Formation d'un mésocyclone

Le basculement, l'effet de tube dynamique, la convergence et l'étirement vertical sont des processus qui s'entraînent mutuellement et qui peuvent, par la suite, former un mésocyclone dont le pied est à une altitude d'un kilomètre et le haut presque au sommet de l'orage à environ 15 kilomètres. Les vents de surface soufflent à des vitesses atteignant parfois 120 kilomètres à l'heure dans toute la région située sous la colonne tourbillonnante. La rotation dans le mésocyclone est cependant encore trop diffuse et trop éloignée du sol pour engendrer des vents de surface très violents.

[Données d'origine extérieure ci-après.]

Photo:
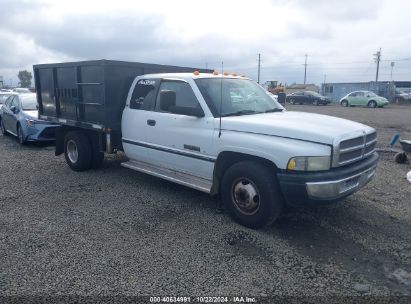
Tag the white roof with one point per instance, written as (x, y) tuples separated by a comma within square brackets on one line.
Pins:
[(191, 76)]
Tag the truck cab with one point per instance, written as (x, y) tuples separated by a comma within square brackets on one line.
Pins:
[(224, 134)]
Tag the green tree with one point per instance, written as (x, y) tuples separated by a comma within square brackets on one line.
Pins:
[(25, 78)]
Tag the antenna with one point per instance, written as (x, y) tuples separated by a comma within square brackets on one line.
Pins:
[(221, 97)]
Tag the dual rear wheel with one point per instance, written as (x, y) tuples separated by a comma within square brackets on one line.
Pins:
[(80, 152)]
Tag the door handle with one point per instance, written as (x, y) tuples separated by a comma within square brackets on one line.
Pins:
[(151, 122)]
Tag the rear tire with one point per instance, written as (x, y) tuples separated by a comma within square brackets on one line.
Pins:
[(251, 194), (77, 151), (372, 104)]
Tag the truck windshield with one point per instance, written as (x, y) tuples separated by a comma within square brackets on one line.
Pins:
[(28, 102), (239, 97)]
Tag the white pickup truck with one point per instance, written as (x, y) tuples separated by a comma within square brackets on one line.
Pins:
[(223, 134)]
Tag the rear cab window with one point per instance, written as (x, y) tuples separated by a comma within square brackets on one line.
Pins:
[(185, 96), (144, 93)]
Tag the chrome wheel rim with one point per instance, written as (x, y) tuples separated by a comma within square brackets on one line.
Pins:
[(72, 151), (20, 135), (245, 196)]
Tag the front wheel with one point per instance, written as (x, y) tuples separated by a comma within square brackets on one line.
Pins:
[(2, 127), (20, 135), (250, 192), (344, 103), (372, 104)]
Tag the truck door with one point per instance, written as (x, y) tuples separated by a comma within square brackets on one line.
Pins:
[(134, 120), (180, 142)]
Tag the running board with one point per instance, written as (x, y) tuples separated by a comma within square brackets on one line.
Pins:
[(181, 178)]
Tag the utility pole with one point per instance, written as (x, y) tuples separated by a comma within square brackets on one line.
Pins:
[(392, 67), (305, 69), (377, 58)]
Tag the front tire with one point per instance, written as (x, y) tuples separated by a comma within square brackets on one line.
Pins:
[(372, 104), (2, 127), (20, 135), (250, 192), (77, 151)]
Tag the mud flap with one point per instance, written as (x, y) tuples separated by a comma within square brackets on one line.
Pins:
[(60, 134)]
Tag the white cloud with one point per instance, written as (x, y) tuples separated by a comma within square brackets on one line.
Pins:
[(338, 36)]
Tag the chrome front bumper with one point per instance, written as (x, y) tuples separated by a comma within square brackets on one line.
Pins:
[(338, 188)]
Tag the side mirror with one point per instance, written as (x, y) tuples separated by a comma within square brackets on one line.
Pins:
[(189, 111), (167, 100)]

Formation de l'œil de la tornade

C'est lors de la seconde étape que de tels vents apparaissent et qu'un violent orage donne naissance à une tornade quand se forme l'œil de la tornade. Pour des raisons que l'on ne comprend pas encore, une zone de convergence et d'étirement renforcée, d'un diamètre n'excédant pas un kilomètre, et un peu excentrée, se forme à l'intérieur du mésocyclone. Des observations par radar Doppler suggèrent ici encore que l'intensification de la rotation commence en altitude, à plusieurs kilomètres au-dessus du sol, puis se propage très rapidement vers le bas. Sur une si petite zone, le mouvement de rotation est assez fort pour que le tuba descende jusqu'à quelques dizaines de mètres du sol ; tout près du sol, les frottements empêchent l'établissement de l'équilibre cyclonique car ils ralentissent le mouvement de rotation.

Le gradient de pression entre le cœur de la tornade et l'atmosphère environnante aspire l'air à l'intérieur de celle-ci à travers une fine couche d'air proche du sol. Du fait de l'inertie, le courant entrant va plus loin que son rayon d'équilibre, tout en conservant son moment cinétique et en gagnant de la vitesse quand il s'approche du centre du cœur, avant de se mettre à tourner brutalement et à monter en spirale. Par conséquent, les vents les plus violents soufflent dans une petite région en forme d'anneau à la base du vortex. Les frottements avec le sol limitent finalement la vitesse de l'air entrant à la base et empêchent donc la tornade de se remplir par le bas, ce qui contribue à maintenir la dépression qui règne à l'intérieur.